SeaWorld San Antonio
San Antonio, Texas
SeaWorld's Texas outpost garnered the most votes of all the theme parks in our poll. We assume that the combination of roller coasters and flume rides with beluga whales, sharks, stingrays, sea lions, and a host of other aquatic animals gave it an edge. There are many hands-on programs, putting visitors up close and personal with some of the park's inhabitants (including a behind-the-scenes tour with the penguins). In May 2012, the new water park Aquatica will open with a set of educational thrill rides; expect rafts sailing through grottos with stingrays and a "zero gravity" area that simulates weightlessness. Other new attractions include Sesame Street Bay of Play (opened in 2011), a three-acre space with educational activities for young children, and the animal encounter show "One Ocean" in which orcas and trainers illustrate educational lessons about the fragility of the environment.
Hawaii Volcanoes National Park
Watching an actual volcano in action is a far cry from the baking soda science experiments kids do at school.

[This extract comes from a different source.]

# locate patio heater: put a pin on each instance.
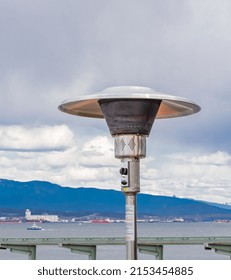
(130, 112)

At this Hawaiian park, visitors watch—at a safe distance—as hot lava spills into the Pacific, where it bursts into particles later pulverized by the waves into black sand. The park is home to two of the world's most active volcanoes, and rangers will bring you down into the lava tubes (subterranean caverns formed by hardened molten rock) and maybe even play you a tune on a ohe hano ihu, aka the Hawaiian nose flute. Says reader Angela: The surreal black landscape is "one of the few places in the world where your kids can stand on earth that is younger than they are."